De ce constat, on se rend compte que le Président Sarkozy, certains élus et militants de l’UMP n’ont pas évolué. Même si aux antipodes du contexte et des textes des révélations coraniques, certains panégyristes des innovations injustifiables ont souvent soutenu, sans preuve, que l’Islâm n’a jamais recommandé à la femme de se voiler, le voile pour la femme serait une coutume arabe que des fondamentalistes islamistes prêteraient à la tradition musulmane.
A leur intention et à celle de ceux et celles qu’ils ont pu convaincre, il faut rappeler quelques hadiths et versets coraniques relatifs au port du voile (intégral ou partiel) par la femme comme élément de protection contre l’impudeur, symbole d’obéissance à Allah et à Son Prophète Muhammad (prière et salut sur lui).
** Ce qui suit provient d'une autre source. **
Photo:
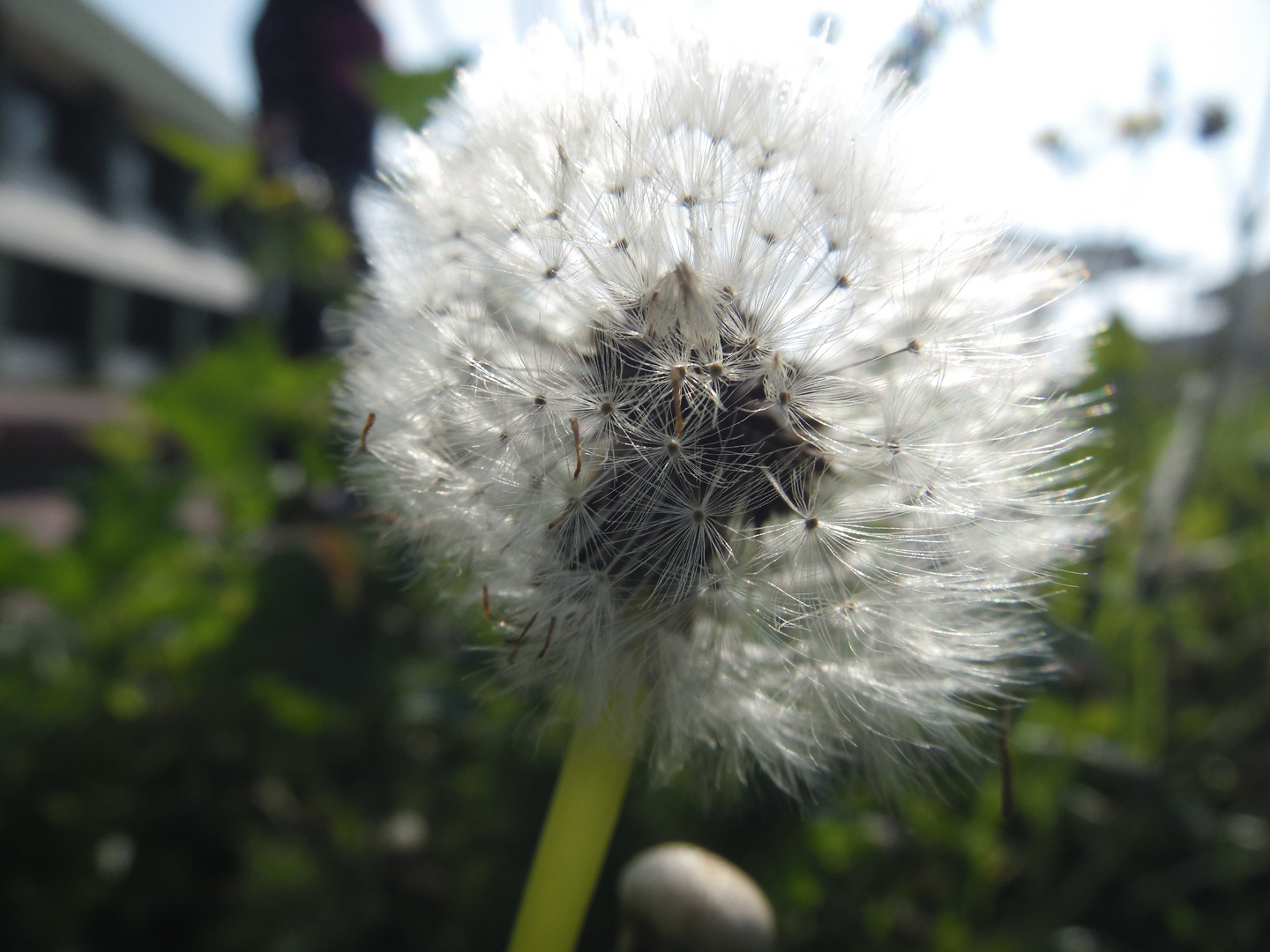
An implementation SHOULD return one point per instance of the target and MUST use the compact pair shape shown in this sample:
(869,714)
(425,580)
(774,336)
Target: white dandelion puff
(719,419)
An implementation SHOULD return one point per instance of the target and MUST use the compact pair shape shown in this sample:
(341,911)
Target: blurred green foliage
(409,95)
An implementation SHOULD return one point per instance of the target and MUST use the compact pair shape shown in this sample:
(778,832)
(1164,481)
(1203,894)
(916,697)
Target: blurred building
(109,270)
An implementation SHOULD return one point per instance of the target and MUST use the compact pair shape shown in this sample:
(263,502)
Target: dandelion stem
(574,839)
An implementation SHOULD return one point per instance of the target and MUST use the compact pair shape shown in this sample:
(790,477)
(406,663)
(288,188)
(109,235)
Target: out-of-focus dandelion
(755,455)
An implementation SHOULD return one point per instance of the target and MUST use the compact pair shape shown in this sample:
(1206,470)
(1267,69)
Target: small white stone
(693,899)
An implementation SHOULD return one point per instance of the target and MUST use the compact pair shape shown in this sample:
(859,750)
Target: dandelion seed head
(713,410)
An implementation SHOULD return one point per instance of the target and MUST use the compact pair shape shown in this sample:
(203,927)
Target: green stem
(574,839)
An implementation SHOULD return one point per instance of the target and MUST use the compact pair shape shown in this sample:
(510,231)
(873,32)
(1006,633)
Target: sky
(1029,66)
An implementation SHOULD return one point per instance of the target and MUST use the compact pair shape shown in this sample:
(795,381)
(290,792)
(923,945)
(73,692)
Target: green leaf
(407,95)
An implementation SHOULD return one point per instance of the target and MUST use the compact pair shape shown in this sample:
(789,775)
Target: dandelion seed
(820,546)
« Dis aux croyantes de baisser leurs regards, de garder leur chasteté, de ne montrer que le dehors de leur parure, de rabattre leur voile sur leur poitrine… » Coran, sourate XXXIV, la lumière, verset 31.
« Restez dignement dans vos demeures, ne vous exhibez pas à la manière des païennes d’autrefois… » Coran, sourate XXXIII, les ligues, verset 33.
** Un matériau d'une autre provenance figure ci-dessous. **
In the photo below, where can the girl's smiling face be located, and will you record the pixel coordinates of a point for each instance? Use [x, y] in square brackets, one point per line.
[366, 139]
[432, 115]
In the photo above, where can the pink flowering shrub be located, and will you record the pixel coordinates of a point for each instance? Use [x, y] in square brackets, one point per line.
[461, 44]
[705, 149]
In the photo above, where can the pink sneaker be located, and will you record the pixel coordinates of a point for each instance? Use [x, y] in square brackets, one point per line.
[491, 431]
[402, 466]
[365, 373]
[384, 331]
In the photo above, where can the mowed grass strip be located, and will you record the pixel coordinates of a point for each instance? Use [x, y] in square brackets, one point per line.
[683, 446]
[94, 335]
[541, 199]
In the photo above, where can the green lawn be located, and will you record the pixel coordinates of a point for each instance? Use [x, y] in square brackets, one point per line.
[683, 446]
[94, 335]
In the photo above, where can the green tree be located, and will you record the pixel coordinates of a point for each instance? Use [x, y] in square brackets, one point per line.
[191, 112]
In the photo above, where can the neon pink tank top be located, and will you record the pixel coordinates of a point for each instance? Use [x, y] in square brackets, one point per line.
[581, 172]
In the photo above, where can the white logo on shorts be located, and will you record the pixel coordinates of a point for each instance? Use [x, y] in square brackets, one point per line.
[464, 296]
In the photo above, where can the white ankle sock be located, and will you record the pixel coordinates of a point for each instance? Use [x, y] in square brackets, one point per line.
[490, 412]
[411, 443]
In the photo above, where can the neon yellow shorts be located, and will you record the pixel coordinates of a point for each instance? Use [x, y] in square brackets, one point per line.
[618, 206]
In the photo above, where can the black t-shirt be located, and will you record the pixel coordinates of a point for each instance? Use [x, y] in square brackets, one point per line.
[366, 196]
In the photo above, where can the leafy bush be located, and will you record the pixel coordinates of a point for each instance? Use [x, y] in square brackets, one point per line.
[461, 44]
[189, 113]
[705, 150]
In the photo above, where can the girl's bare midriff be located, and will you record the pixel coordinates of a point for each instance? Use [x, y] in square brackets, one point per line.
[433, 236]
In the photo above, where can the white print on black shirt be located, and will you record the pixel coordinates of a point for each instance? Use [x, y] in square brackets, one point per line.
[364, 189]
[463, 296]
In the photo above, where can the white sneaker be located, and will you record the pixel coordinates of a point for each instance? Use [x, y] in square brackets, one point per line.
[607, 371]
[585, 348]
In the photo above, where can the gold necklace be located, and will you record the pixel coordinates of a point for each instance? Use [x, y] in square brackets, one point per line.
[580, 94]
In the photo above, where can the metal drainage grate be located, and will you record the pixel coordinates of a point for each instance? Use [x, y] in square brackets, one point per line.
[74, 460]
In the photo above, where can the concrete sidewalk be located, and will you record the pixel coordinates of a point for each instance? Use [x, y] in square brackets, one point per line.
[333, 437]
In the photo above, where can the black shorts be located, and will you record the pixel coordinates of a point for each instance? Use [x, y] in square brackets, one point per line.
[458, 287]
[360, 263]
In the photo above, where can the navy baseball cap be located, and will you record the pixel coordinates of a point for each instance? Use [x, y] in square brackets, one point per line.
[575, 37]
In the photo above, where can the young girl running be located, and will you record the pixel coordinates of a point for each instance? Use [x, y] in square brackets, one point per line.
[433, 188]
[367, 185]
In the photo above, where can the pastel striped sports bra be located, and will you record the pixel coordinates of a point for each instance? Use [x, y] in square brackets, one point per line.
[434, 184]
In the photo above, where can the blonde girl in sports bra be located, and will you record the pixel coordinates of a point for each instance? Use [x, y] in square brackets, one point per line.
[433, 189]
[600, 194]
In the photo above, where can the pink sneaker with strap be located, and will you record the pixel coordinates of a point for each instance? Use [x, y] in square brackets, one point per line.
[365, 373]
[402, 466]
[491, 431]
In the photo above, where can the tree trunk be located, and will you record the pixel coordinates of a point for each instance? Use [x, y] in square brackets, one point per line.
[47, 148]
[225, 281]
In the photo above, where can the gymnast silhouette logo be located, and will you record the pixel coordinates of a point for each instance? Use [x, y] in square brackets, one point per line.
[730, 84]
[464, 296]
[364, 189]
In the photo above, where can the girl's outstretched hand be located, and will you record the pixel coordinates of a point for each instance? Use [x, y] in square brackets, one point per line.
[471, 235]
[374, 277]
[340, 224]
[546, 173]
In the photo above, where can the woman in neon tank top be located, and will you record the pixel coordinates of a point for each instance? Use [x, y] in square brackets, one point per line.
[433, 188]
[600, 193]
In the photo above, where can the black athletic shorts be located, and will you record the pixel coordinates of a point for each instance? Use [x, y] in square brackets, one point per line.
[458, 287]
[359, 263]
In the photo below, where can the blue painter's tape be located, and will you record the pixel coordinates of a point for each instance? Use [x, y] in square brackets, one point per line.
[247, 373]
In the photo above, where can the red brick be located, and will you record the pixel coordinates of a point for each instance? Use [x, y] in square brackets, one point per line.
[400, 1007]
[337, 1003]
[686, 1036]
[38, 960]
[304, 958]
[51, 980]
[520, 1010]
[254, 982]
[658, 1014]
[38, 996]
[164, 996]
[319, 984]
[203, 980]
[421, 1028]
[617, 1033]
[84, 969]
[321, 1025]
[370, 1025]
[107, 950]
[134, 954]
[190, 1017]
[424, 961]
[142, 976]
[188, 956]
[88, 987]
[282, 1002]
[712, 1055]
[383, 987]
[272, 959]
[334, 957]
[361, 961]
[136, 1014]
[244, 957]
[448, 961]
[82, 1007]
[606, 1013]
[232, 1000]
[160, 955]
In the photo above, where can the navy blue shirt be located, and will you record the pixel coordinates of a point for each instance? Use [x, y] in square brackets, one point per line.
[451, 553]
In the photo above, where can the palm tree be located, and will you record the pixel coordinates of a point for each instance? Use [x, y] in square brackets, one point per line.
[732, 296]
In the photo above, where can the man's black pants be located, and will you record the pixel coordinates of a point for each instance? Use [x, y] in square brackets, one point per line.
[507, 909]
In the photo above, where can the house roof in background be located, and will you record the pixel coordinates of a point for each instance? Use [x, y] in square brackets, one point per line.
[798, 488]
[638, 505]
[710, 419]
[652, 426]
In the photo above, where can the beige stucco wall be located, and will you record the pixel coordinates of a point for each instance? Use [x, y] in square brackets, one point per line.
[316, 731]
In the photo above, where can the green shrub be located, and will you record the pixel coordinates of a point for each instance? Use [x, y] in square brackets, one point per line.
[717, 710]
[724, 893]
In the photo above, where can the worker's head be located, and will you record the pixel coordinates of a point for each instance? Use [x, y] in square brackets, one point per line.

« Prophète, dis à tes femmes et à tes filles et aux femmes des croyants de se couvrir de leur grand voile. C’est le meilleur moyen pour elles d’être reconnues et de n’être pas offensées, car Dieu pardonne, Il a pitié ». Coran, idem, verset 59.
Chaque religion a son éthique. En Islâm, la pudeur en fait partie. Selon Ahmad et Abou Dawoud, l’Envoyé d’Allah Muhammad (prière et salut sur lui) a dit : « Certes, Allah le Très Haut est pudique, discret. Il aime la pudeur et la discrétion. » Il dit encore : « Toute femme qui ôte son vêtement en dehors de sa maison, verra sa protection enlevée par Allah le Très Haut. » Selon l’Imâm Malik et Ibn Mâdja, le Prophète Muhammad (prière et salut sur lui) a dit : « la pudeur fait partie de la foi et ensemble, l’une ne peut être en l’homme sans l’autre ».
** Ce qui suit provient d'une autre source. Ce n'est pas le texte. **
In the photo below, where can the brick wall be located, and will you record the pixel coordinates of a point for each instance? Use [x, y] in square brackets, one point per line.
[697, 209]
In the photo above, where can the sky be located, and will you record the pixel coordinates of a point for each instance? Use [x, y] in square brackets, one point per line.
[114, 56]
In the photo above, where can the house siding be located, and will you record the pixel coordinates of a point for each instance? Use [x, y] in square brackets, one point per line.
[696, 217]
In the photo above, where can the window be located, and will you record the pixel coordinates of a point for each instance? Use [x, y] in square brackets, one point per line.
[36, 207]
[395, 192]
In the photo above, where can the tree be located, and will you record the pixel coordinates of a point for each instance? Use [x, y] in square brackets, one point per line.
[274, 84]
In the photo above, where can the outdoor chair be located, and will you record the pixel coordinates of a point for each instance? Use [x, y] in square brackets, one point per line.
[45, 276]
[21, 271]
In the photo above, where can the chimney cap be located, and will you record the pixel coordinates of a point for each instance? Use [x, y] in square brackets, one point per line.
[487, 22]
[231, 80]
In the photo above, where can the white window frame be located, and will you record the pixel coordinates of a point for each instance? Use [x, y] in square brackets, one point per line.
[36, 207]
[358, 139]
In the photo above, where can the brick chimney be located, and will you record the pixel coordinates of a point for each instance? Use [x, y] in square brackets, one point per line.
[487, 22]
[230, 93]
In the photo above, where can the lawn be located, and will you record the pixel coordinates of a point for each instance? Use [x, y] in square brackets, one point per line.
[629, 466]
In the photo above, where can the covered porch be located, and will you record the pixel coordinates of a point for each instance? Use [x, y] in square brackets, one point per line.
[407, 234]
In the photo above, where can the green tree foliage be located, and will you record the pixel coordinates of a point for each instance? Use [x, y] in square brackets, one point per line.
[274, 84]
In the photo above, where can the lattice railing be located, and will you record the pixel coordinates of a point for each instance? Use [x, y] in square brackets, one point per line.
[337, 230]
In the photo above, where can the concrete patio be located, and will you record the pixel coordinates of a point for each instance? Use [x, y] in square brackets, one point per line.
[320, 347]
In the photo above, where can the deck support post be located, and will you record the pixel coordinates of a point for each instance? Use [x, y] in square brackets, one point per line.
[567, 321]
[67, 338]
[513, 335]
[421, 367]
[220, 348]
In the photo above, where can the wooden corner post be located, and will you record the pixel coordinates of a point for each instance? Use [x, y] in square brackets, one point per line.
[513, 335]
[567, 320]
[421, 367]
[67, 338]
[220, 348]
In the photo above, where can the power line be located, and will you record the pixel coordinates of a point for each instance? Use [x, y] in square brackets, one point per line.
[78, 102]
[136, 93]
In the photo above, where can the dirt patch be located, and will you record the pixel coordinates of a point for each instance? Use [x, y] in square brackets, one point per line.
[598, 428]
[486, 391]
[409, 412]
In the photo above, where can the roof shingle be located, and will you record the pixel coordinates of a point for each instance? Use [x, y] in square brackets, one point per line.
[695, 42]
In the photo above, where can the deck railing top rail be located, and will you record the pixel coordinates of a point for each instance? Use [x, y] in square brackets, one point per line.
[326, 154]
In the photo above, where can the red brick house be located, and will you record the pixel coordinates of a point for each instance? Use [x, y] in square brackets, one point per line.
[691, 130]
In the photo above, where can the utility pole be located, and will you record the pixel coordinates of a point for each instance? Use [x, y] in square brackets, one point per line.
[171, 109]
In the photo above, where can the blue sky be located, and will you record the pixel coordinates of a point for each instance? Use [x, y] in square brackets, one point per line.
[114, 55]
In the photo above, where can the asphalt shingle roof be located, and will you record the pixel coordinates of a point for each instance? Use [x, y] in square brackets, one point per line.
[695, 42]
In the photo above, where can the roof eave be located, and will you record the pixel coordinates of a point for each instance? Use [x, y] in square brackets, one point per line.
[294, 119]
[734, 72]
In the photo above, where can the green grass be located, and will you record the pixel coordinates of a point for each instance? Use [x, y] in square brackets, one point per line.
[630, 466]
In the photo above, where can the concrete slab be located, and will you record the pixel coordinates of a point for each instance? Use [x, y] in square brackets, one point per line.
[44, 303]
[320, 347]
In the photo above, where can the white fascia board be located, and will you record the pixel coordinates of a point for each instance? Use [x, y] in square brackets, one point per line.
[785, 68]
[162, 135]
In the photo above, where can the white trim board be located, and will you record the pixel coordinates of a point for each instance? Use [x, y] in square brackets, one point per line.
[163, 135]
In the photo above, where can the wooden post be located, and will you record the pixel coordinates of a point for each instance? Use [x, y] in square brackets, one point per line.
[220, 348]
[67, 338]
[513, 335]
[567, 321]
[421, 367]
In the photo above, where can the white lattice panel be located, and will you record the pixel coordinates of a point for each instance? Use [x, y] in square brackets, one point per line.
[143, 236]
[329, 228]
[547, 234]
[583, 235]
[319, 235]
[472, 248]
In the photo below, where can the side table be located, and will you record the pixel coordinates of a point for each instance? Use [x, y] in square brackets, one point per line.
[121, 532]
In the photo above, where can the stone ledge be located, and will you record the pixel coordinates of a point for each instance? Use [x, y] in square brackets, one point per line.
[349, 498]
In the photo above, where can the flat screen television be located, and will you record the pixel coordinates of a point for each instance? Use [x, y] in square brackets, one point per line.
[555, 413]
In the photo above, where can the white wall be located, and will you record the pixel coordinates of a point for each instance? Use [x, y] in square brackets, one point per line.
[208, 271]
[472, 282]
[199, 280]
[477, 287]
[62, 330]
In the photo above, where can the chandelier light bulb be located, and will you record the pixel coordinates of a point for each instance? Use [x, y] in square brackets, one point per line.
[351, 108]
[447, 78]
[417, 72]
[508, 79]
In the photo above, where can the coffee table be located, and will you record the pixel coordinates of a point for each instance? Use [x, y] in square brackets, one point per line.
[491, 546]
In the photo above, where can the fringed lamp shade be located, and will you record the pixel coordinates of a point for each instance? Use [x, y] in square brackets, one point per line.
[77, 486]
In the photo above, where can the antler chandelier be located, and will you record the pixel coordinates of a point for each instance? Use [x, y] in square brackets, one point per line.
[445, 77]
Le cadre de cette modeste réflexion est insuffisant pour dire le contexte et les commentaires relatifs à ces versets et hadiths.
En quoi, une personne qui, de son propre chef, choisit de s’habiller en burka serait-elle asservie, en retard sur la modernité, privée de toute identité, de liberté et de dignité, « prisonnière derrière un grillage, coupée de toute vie sociale » ? Si tel est son choix, a-t-elle moins de droits que ces femmes et ses hommes qui, de façon consciente choisissent au nom d’une sorte de liberté en amour, de convoler en juste noce avec des personnes du même sexe qu’eux ? Ou plus ou moins de droits que ceux et celles qui préfèrent la chasteté et le célibat pour des convictions religieuses?
EN CONCLUSION
Les discours du président Sarkozy en Juin 2009 et en Janvier 2010 montrent à quel point sa culture politique le rapproche du Front National de M. Le Pen. Pour lui et la poignée de militants agités de l’UMP, tout ce qui est contraire à la culture gallicane est antirépublicain et communautariste parce que uniquement propre à celui ou celle qui s’en réclame.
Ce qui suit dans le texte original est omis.